Pierre-Yves David <pierre-yves.david@fb.com> [Wed, 07 Jan 2015 17:23:21 -0800] rev 23812
setdiscovery: directly run '_updatesample'
The heads and exponential sample are going to end up in the same set
before any extra processing happens. We simplify the code by directly
updating a set with heads.
Changes in the order the set is built lead to small changes in the random
sampling output.

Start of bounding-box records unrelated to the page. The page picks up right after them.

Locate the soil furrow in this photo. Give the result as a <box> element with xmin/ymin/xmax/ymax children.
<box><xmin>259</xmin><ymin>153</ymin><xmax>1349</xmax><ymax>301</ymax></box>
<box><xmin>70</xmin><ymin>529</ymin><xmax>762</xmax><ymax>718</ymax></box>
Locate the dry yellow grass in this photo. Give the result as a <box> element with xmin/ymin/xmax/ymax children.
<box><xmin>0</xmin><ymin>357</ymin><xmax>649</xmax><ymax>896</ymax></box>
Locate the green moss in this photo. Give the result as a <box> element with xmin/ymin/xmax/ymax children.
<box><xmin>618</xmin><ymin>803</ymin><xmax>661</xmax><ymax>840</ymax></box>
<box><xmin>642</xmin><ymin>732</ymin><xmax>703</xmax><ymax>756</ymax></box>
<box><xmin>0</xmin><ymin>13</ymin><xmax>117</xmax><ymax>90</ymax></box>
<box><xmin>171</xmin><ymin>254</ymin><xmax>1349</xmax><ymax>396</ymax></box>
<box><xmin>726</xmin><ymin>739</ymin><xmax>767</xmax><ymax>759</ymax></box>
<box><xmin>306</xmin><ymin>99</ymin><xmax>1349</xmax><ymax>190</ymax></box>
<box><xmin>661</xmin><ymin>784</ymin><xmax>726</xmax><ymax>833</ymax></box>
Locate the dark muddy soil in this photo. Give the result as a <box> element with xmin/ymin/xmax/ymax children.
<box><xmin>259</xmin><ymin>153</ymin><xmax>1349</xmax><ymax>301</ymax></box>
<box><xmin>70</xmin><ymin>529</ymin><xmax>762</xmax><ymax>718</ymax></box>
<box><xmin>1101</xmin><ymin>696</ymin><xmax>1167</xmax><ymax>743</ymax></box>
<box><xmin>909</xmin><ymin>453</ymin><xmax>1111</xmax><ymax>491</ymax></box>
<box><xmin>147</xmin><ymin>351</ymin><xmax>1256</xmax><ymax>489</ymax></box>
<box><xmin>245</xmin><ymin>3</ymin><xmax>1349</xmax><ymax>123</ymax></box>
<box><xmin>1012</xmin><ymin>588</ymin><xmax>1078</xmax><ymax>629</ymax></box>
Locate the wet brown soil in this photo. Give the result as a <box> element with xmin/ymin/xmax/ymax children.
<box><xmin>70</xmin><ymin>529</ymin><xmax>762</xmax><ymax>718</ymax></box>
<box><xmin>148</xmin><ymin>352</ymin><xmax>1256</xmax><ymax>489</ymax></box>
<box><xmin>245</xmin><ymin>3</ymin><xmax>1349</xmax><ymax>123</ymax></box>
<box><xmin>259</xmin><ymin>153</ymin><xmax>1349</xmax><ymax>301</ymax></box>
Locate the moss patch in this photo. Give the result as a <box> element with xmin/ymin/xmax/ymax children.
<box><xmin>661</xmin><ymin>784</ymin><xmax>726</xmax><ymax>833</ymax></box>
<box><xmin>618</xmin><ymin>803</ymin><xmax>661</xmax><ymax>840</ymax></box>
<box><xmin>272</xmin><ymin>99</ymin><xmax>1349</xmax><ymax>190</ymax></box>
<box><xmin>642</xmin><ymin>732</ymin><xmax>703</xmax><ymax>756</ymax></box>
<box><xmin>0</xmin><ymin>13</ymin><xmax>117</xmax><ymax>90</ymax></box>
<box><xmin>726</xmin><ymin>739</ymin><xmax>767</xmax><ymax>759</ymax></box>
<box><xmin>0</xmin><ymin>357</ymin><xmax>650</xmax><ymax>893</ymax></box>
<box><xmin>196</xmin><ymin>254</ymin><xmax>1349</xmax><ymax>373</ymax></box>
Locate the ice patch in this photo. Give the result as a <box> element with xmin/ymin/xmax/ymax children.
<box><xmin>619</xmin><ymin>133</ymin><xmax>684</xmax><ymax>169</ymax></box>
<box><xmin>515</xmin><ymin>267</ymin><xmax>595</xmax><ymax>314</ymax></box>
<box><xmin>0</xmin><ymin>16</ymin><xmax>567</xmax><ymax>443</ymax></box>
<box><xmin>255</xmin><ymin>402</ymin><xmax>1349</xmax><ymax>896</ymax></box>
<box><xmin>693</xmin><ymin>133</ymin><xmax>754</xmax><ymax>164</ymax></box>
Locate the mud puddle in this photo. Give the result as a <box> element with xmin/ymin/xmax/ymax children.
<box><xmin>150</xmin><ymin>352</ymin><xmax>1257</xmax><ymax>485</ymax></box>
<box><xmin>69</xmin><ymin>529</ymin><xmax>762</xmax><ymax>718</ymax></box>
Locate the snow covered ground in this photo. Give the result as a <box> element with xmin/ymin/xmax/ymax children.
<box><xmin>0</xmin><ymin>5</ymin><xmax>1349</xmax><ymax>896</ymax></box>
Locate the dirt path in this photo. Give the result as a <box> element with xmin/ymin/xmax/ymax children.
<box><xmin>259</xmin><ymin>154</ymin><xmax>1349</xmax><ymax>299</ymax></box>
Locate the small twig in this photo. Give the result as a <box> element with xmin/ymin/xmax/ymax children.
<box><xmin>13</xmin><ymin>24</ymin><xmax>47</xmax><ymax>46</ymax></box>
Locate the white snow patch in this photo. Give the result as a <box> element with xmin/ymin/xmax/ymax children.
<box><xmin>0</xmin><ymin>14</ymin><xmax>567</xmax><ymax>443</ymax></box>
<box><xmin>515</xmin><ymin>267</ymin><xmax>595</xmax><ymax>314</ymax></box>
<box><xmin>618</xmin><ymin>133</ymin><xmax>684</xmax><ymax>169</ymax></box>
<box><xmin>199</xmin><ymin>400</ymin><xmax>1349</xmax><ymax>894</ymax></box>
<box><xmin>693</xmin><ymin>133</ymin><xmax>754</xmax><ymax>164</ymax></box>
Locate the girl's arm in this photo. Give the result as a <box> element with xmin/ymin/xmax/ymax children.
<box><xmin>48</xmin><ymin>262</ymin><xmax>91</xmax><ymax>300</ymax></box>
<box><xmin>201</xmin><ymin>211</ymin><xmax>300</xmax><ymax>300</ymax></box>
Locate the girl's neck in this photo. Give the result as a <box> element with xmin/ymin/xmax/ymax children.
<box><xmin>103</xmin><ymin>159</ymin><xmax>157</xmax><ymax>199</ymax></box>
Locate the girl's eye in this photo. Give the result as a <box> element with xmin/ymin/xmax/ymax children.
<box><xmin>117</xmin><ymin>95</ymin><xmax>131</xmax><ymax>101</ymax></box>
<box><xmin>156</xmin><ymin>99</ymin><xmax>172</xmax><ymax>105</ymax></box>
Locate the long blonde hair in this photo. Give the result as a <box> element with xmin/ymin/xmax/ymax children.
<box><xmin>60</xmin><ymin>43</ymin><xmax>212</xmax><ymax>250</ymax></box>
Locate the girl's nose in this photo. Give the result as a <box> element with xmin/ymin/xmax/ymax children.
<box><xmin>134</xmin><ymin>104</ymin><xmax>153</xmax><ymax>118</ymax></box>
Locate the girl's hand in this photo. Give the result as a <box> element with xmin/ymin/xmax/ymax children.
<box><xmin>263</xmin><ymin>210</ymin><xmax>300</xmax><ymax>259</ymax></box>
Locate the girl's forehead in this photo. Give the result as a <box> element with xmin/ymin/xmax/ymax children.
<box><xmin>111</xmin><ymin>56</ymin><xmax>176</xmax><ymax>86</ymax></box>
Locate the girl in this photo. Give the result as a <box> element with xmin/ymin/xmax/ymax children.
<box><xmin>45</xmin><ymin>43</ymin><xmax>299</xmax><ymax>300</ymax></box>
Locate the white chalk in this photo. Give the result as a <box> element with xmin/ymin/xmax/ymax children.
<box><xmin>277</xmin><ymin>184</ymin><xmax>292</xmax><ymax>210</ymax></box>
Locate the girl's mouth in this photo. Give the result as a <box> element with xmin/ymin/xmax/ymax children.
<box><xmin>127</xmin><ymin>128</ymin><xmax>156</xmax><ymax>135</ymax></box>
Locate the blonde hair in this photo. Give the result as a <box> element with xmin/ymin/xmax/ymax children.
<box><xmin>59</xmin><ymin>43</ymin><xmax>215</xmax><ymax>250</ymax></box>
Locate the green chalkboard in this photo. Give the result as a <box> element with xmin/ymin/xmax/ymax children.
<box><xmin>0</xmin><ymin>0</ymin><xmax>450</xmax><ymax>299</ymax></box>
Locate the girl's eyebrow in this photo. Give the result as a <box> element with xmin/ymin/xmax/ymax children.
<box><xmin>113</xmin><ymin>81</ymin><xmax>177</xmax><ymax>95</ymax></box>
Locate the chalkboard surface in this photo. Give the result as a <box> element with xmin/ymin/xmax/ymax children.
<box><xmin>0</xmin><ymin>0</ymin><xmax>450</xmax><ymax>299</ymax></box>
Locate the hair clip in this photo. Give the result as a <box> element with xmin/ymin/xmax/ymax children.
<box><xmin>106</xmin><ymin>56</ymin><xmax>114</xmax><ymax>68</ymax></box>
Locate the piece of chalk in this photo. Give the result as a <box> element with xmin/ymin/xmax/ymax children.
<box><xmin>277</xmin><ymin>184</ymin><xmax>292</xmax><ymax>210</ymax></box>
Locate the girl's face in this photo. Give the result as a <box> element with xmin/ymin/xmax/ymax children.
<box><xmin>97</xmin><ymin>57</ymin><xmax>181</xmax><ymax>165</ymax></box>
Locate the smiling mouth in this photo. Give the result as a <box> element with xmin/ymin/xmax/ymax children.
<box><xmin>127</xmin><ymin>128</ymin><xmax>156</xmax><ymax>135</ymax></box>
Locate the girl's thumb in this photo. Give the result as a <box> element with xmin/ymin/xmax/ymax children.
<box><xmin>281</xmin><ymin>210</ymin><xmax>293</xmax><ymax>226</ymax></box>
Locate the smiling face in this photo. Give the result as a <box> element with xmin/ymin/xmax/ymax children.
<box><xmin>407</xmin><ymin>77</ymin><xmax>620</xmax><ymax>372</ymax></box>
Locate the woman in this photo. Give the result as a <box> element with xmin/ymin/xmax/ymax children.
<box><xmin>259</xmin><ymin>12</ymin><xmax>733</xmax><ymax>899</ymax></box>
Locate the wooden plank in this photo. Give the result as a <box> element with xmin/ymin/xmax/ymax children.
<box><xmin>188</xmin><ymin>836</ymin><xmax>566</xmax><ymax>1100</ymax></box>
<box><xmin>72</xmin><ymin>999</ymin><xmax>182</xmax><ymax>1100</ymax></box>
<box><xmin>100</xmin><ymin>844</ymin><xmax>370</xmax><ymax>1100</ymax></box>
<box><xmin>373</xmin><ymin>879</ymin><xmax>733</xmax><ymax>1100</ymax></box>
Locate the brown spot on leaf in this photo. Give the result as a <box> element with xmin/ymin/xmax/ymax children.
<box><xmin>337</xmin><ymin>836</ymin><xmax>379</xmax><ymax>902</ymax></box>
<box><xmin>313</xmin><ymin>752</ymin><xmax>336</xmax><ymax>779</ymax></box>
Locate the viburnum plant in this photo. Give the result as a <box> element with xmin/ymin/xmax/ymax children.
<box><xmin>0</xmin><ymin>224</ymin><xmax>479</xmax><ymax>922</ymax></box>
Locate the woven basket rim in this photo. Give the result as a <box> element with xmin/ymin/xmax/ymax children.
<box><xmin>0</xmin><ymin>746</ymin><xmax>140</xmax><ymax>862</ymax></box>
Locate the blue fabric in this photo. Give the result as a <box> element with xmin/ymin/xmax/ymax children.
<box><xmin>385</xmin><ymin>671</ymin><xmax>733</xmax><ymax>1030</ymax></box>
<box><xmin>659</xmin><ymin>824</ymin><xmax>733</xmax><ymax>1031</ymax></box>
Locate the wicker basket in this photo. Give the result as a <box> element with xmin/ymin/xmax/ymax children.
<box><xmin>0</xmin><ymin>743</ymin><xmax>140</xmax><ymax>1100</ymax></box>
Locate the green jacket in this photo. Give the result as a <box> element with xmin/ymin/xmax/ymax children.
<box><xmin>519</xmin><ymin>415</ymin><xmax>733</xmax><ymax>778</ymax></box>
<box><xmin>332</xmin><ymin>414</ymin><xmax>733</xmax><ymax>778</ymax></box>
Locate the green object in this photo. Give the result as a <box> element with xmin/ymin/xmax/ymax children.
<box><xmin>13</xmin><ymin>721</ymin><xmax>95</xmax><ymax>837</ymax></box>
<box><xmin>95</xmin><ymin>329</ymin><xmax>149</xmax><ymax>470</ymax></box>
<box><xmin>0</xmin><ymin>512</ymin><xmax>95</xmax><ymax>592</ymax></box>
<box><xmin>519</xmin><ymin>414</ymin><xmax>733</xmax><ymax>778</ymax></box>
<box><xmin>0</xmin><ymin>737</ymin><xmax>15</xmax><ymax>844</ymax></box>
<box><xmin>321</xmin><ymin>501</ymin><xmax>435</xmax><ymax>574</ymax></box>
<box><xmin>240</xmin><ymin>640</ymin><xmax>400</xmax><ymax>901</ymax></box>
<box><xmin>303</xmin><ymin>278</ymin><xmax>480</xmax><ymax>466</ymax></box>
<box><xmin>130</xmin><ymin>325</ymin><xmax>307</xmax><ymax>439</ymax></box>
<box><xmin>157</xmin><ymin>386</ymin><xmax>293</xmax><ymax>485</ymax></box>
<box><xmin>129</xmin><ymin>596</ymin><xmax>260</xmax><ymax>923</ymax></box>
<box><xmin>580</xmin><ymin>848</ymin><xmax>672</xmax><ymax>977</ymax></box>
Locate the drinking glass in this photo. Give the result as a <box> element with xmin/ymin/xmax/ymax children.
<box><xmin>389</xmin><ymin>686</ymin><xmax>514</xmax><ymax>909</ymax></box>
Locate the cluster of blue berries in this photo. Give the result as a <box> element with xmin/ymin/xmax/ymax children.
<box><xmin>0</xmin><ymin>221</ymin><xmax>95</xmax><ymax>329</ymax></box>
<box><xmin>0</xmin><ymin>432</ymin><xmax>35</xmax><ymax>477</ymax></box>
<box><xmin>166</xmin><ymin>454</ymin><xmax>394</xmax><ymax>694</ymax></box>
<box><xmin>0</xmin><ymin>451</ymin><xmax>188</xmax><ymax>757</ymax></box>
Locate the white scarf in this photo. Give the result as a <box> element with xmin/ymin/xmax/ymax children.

But after double checking, I can confirm the input data to
the random sampling is consistent.
Pierre-Yves David <pierre-yves.david@fb.com> [Wed, 07 Jan 2015 17:17:56 -0800] rev 23811
setdiscovery: stop using '_setupsample' in '_takefullsample'
Very few of the return values of '_setupsample' remain in use, so we
directly retrieve the value we care about and drop the '_setupsample'
call.
Pierre-Yves David <pierre-yves.david@fb.com> [Wed, 07 Jan 2015 12:09:51 -0800] rev 23810
setdiscovery: randomly pick between heads and sample when taking full sample
Before this changeset, the discovery protocol was too heads-centric. Heads of the
undiscovered set were always sent for discovery and any room remaining in the
sample were filled with exponential samples (and random ones if any room
remained).
This behaved extremely poorly when the number of heads exceeded the sample size,
because we keep just asking about the existence of heads, then their direct parent
and so on. As a result, the 'O(log(len(repo)))' discovery turns into a
'O(len(repo))' one. As a solution we take a random sample of the heads plus
exponential samples. This way we ensure some exponential sampling is achieved,
bringing back some logarithmic convergence of the discovery again.
This patch only applies this principle in one place. More places will be updated
in future patches.
One test is impacted because the random sample happen to be different. By
chance, it helps a bit in this case.
Pierre-Yves David <pierre-yves.david@fb.com> [Tue, 06 Jan 2015 17:02:32 -0800] rev 23809
setdiscovery: document the '_updatesample' function
This function is central in the sample building process, having it documented
help code readability a lot.
Pierre-Yves David <pierre-yves.david@fb.com> [Tue, 06 Jan 2015 16:40:33 -0800] rev 23808
setdiscovery: avoid calling any sample building if the undecided set is small
If the length of undecided is smaller than the sample size, we can just request
information for all of them.
This conditional was previously handled by '_setupsample'. But '_setupsample' is
in my opinion a problematic function with blurry semantics. Having this
conditional explicitly earlier makes the code more explicit and moves us closer
to removing this '_setupsample' function.